There is also no merit to Gundy’s claim that the court “never offered [him] the option to represent himself” and instead “pressed [Gundy’s] appointed counsel” on him.  Gundy never suggested during the proceedings that he wished to represent himself.  See Minn. R. Crim. P. 5.02, subd. 1(4) (“If a defendant appearing without counsel . . . does not request counsel and wishes to represent himself or herself, the court shall ensure that a voluntary and intelligent written waiver of the right to counsel is entered in the record.”).

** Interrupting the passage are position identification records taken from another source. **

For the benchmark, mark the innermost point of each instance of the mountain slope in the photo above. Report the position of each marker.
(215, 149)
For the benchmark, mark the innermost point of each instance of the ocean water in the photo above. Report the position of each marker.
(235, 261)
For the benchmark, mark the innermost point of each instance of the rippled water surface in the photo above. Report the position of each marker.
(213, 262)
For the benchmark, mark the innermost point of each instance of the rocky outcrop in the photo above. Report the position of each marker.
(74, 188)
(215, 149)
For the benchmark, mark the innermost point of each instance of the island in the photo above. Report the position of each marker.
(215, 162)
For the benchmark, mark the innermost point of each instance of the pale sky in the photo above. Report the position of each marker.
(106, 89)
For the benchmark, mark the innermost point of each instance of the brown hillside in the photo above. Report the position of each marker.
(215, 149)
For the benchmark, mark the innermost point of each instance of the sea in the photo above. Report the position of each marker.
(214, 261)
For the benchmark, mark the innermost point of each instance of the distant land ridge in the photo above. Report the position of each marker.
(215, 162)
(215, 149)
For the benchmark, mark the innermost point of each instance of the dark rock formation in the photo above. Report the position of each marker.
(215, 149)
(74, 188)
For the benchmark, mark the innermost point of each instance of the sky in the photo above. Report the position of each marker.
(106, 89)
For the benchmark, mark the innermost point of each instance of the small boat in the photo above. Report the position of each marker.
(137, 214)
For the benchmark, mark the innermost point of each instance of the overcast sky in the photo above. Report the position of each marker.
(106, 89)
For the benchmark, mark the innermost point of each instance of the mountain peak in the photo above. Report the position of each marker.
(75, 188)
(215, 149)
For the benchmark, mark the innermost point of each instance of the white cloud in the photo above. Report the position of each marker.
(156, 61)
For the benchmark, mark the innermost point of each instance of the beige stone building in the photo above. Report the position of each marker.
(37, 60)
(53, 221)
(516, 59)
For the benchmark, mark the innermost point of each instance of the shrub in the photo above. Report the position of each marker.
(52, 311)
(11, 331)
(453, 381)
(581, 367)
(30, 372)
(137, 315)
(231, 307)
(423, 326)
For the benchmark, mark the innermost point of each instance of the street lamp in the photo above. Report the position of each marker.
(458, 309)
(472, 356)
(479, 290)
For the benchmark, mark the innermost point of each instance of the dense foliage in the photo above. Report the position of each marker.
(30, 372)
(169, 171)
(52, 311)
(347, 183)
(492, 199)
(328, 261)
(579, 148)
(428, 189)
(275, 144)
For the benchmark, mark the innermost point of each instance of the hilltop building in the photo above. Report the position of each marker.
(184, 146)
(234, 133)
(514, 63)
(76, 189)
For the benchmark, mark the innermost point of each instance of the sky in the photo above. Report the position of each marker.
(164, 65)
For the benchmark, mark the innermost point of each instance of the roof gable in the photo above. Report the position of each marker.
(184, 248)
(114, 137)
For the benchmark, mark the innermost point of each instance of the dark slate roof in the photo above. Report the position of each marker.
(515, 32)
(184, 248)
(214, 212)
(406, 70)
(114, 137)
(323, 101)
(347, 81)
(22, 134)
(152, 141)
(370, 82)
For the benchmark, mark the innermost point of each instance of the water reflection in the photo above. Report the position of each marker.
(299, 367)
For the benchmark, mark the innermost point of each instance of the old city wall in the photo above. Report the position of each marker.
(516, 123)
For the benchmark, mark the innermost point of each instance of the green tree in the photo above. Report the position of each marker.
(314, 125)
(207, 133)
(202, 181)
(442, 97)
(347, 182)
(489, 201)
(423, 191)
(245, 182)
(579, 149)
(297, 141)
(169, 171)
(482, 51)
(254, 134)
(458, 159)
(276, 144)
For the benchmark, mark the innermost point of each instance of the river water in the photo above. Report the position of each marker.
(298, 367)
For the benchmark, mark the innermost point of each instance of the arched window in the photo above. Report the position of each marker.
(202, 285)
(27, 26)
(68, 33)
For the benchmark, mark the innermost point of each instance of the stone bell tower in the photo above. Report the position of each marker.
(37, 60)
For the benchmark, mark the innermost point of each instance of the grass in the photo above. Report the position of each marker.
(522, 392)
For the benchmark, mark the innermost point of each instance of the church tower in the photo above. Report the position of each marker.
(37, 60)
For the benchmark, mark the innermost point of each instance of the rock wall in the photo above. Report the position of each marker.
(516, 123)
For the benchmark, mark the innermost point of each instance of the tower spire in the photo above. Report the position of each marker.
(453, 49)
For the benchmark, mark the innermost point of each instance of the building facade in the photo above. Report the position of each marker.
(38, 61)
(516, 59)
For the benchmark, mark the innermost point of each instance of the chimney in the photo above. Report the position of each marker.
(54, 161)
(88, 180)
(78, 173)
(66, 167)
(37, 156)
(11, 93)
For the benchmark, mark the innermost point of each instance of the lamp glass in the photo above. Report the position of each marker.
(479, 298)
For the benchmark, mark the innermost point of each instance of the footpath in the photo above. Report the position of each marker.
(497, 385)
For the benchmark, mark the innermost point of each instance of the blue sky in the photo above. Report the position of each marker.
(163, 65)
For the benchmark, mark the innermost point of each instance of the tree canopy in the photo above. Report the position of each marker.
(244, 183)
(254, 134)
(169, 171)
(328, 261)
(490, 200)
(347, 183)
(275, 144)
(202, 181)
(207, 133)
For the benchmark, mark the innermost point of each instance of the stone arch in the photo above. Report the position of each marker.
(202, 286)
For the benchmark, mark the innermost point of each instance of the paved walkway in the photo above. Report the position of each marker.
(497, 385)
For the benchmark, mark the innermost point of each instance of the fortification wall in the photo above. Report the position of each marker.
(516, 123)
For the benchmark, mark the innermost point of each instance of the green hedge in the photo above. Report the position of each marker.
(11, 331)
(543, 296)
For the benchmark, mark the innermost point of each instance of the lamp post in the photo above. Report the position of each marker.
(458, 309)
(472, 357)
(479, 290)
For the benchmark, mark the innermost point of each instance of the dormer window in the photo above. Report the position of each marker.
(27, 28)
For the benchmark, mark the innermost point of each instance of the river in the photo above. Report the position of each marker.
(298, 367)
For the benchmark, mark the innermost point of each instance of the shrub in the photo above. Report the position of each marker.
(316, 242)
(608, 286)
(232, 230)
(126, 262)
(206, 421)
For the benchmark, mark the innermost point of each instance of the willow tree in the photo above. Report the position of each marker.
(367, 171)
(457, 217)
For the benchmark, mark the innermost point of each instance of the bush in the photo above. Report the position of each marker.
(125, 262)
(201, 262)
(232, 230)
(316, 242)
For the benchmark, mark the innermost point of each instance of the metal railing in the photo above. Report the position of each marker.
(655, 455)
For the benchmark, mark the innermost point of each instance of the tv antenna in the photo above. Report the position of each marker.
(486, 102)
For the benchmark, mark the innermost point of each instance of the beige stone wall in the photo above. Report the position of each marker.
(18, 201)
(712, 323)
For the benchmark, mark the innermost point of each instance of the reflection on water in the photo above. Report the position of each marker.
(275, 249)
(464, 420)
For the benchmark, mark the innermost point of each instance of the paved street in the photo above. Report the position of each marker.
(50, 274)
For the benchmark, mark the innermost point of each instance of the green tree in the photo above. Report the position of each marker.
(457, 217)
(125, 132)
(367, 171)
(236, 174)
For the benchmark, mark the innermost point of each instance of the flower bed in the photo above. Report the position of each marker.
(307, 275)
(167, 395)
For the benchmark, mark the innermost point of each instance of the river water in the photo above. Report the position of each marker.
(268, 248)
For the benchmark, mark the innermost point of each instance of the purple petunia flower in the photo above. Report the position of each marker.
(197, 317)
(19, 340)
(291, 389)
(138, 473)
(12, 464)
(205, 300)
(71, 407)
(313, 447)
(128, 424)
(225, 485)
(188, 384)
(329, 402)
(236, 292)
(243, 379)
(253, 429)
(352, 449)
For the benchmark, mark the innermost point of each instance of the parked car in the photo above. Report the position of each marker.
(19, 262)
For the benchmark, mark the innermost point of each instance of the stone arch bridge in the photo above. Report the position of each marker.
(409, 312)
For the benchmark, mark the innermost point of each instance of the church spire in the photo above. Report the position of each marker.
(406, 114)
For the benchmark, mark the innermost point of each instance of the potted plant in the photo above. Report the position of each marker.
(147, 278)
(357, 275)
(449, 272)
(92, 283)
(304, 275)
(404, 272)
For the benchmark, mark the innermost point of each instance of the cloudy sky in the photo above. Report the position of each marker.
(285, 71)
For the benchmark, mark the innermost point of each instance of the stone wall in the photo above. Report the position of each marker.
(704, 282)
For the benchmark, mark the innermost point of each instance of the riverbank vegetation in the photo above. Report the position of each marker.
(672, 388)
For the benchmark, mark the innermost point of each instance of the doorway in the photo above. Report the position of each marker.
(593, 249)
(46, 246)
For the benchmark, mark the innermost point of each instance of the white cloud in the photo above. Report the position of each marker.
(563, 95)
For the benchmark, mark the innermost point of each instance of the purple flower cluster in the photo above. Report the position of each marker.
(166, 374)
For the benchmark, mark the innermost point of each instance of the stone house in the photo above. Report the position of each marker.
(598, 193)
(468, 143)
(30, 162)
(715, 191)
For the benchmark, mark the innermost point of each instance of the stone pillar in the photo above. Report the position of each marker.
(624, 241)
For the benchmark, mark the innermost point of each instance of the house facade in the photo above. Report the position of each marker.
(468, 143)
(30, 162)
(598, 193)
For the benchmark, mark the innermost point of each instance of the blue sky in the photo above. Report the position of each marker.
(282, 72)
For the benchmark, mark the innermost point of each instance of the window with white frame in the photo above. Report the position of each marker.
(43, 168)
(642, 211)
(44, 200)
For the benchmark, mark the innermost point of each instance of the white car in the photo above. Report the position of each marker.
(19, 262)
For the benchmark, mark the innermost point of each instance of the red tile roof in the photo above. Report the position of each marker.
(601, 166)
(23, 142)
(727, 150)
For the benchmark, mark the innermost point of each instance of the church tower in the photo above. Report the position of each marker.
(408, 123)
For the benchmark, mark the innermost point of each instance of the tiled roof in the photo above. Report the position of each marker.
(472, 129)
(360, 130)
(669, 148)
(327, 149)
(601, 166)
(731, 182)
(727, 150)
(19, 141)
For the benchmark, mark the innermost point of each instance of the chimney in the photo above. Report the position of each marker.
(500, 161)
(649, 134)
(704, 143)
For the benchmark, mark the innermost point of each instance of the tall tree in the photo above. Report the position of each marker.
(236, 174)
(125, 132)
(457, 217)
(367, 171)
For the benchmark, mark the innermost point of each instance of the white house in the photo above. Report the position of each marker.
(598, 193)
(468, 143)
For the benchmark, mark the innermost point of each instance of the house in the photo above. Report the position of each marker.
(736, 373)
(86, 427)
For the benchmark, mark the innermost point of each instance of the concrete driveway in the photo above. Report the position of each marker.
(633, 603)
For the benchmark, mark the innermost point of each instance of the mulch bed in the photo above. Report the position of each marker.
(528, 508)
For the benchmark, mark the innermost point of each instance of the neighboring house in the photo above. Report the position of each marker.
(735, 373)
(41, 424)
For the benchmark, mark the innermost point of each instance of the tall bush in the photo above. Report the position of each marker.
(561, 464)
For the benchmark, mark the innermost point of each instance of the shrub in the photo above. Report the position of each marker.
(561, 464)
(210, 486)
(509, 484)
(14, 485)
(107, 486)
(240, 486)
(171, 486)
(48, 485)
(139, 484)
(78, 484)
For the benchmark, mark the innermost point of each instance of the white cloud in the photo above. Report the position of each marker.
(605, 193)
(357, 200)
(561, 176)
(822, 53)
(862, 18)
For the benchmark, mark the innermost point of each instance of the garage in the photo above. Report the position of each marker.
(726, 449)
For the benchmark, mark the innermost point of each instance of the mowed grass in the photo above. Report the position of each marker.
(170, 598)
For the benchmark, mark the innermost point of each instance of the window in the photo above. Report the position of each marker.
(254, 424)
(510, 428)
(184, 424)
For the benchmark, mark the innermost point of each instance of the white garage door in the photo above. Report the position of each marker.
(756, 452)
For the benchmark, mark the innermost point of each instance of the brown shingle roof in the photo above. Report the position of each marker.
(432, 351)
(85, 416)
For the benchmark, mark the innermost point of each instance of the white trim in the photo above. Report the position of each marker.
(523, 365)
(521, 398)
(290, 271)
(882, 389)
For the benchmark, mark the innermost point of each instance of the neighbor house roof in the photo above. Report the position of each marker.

Gundy raises three additional issues in a supplemental pro se brief, but none warrants a lengthy discussion.  He first repeats that he was denied the right to effective assistance of counsel when the court refused to grant a continuance to hire new counsel.  For the reasons stated above, we reject this assertion.  Second, he asserts that the district court committed “serious misconduct and show[ed] bias when he gave his personal opinion of defense counsel.”  Gundy seems to refer to the district court’s comment that “in terms of criminal defense attorney[s] . . . you’re not gonna be doing better than [the chief public defender],” made during the discussion on Gundy’s continuance motion.  Gundy does not explain how this comment, which was made before trial and outside the presence of any potential jurors, demonstrates improper bias.  We therefore reject the assertion as unfounded.  Third, Gundy claims that the “prosecutor committed serious misconduct when he expressed his personal opinion of defense counsel and to the justness of the prosecution and to uncorroborated evidence.”  But the prosecutor merely agreed with the court’s assessment of the public defender’s capabilities and responded to Gundy’s challenge to the predicate felony.  Like his appellate counsel’s arguments, Gundy’s pro se brief provides no basis to reverse his convictions.

The district court did not offend Gundy’s Sixth Amendment rights or abuse its discretion by denying Gundy’s motion for a continuance to find and retain private counsel.  We therefore affirm Gundy’s convictions.